Posted 5 Feb 2014

# Counting Occurrences

6 Feb 2014
A simple algorithm for counting occurrences of symbols in files

## Introduction

Counting occurrences of symbols can answer the question: "How many blanks are in this text?". Among other amenities, it could be used as the preliminary step in some data compression algorithms.

Here, I am going to show the implementation of a trivial algorithm using the programming languages C and Lua. In addition, a C++ implementation is available for downloading.
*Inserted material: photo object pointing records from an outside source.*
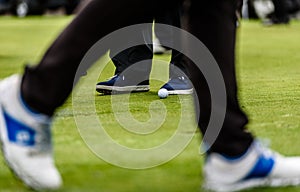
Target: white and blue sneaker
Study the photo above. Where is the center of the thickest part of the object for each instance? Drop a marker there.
(26, 139)
(258, 167)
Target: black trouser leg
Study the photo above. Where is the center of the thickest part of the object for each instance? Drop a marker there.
(46, 86)
(214, 23)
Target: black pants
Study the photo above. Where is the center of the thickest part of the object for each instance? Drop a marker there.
(46, 86)
(124, 59)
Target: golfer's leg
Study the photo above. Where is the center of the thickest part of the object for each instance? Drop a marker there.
(46, 86)
(214, 23)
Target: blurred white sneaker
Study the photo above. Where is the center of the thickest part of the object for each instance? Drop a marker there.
(26, 139)
(259, 167)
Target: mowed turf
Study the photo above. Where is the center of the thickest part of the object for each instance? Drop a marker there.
(268, 73)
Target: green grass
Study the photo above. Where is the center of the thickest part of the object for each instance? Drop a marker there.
(268, 73)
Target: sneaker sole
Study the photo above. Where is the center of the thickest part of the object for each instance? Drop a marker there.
(118, 90)
(253, 183)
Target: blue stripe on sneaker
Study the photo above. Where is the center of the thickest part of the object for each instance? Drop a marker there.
(18, 132)
(262, 168)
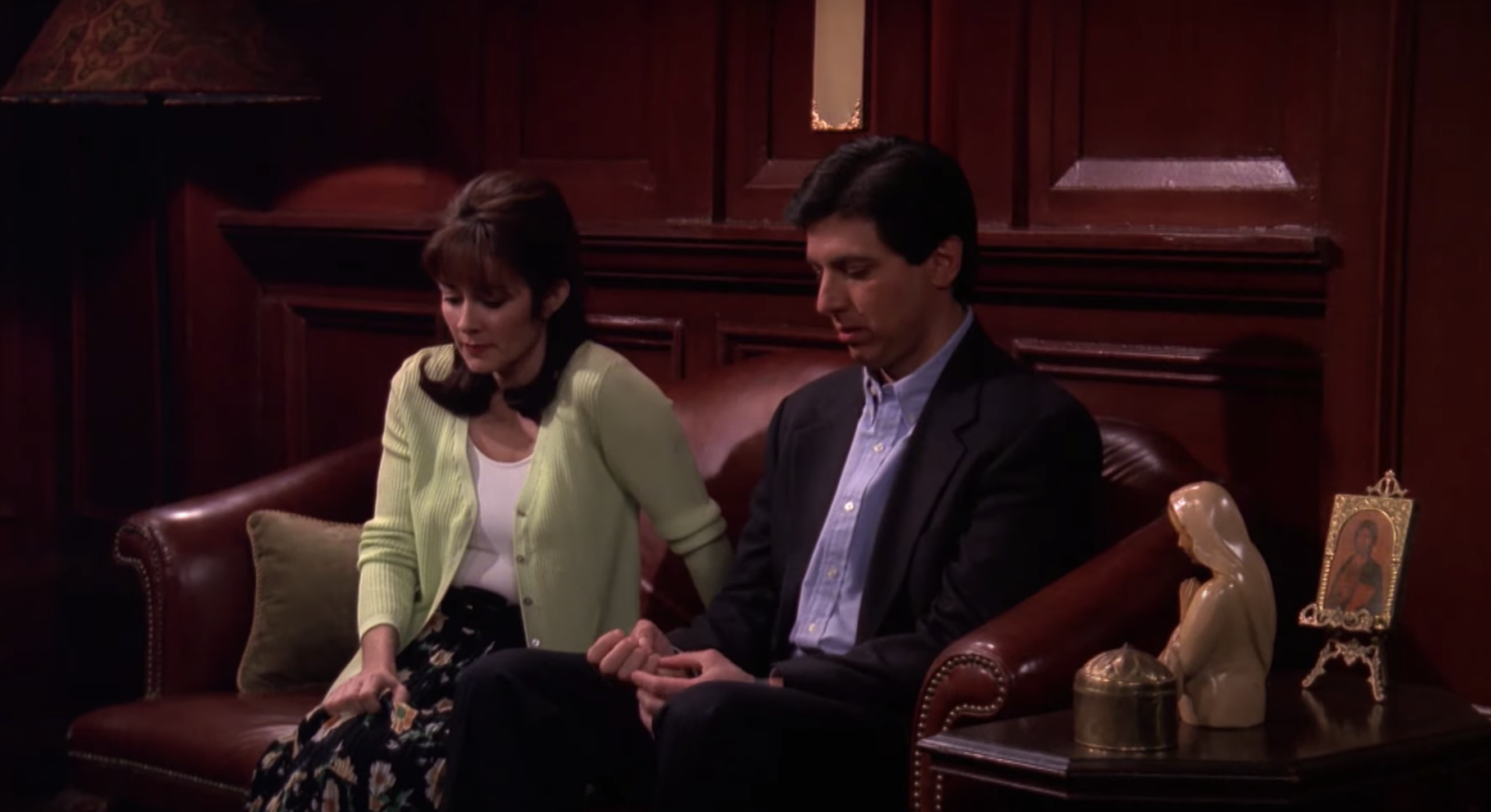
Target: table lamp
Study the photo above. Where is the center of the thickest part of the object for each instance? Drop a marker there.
(158, 54)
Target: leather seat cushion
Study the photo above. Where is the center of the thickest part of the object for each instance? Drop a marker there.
(199, 750)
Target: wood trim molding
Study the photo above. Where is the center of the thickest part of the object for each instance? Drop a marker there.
(737, 341)
(643, 332)
(1243, 272)
(1171, 366)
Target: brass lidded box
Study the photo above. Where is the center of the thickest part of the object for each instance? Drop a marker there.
(1125, 699)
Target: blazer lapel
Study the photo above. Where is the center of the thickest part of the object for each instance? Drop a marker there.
(934, 453)
(819, 452)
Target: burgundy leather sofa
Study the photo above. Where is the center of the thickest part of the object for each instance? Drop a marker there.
(192, 742)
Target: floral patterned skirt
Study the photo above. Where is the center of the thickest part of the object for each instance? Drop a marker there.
(393, 760)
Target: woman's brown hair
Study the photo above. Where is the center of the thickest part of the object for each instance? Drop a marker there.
(504, 220)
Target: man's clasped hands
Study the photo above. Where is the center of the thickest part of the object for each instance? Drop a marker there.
(646, 660)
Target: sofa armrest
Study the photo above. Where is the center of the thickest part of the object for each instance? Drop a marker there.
(197, 571)
(1023, 660)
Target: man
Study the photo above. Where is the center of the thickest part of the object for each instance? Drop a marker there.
(904, 503)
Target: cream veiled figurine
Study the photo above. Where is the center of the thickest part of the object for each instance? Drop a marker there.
(1223, 647)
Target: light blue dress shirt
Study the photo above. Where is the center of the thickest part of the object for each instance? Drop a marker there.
(834, 585)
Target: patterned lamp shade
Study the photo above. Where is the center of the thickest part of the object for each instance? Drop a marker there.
(175, 51)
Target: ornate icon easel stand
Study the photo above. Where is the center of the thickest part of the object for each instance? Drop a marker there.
(1360, 637)
(1351, 651)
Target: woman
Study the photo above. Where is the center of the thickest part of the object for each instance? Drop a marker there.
(1223, 647)
(515, 461)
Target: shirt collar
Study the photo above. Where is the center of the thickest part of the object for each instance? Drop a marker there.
(913, 391)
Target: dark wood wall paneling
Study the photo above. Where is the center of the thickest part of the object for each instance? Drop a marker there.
(1217, 218)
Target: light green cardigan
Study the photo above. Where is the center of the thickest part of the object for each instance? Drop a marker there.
(607, 444)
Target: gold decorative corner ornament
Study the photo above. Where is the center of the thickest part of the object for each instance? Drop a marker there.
(855, 121)
(1360, 578)
(838, 66)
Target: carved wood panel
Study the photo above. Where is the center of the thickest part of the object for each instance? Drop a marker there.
(1168, 112)
(330, 359)
(612, 101)
(769, 142)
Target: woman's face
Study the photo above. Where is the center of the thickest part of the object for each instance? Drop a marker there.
(496, 330)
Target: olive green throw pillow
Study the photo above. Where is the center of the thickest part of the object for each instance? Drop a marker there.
(304, 603)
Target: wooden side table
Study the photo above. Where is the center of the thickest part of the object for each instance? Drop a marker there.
(1328, 747)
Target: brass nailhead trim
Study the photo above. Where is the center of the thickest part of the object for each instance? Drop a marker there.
(161, 772)
(997, 672)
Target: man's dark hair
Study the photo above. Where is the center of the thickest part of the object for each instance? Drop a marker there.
(916, 194)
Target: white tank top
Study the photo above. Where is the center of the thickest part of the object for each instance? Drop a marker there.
(488, 562)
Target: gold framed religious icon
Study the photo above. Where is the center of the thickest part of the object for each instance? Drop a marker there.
(1360, 578)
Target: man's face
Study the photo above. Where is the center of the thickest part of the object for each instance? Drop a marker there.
(880, 304)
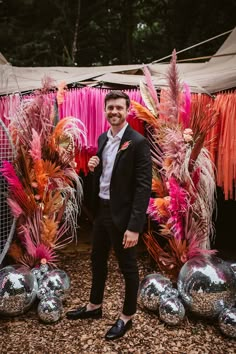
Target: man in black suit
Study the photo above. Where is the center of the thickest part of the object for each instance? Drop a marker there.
(122, 175)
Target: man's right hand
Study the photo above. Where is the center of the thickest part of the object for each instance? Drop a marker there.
(93, 162)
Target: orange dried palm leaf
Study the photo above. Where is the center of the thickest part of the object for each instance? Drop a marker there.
(144, 114)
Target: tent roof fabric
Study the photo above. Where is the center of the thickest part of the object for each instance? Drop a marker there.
(218, 74)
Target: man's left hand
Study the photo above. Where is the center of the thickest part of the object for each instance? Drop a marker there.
(130, 239)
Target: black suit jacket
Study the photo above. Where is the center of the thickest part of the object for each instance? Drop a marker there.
(131, 179)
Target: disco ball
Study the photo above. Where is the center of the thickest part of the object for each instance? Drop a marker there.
(227, 322)
(151, 288)
(172, 311)
(168, 294)
(54, 283)
(50, 309)
(206, 285)
(233, 267)
(18, 289)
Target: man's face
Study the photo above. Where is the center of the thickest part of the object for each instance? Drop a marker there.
(116, 112)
For the sake of brevity, I don't report it here.

## The Problem

Given some input data, say "`hello world!`", produce an output similar to:

 symbol code occurrences o 111 2 w 119 1 r 114 1 h 104 1 e 101 1 d 100 1 32 1

Where 'code' is the ASCII code of the character (the value of the byte). Since we want to process large binary files, let's state it this way: "count the occurrences of each byte value (0..255) in a binary file, then sort them by occurrences".

## The Algorithm

The algorithm is very simple: suppose we are reading data, one byte at time and the value of the current one is, say, `104` (i.e., the `'h'` character was just read): we have to increment the occurrences of `104` and repeat such operation with the next byte, until the whole input data has been processed. A fast way for "incrementing the occurrences of a byte value" uses an array of occurrences, with the implicit assumption that the occurrences of a value are stored by the item having index equal to the value itself (e.g. the occurrences of `104` are stored in `occurrences[104]`). The array is eventually sorted in order to obtain the expected output.

## C Code

The C implementation is pretty straightforward: The program initializes the array of occurrences, then reads data from `stdin` using a `4KiB` buffer. After each read operation, a function is called for updating the occurrences array. Finally, the sort step is performed using the C library `qsort` function.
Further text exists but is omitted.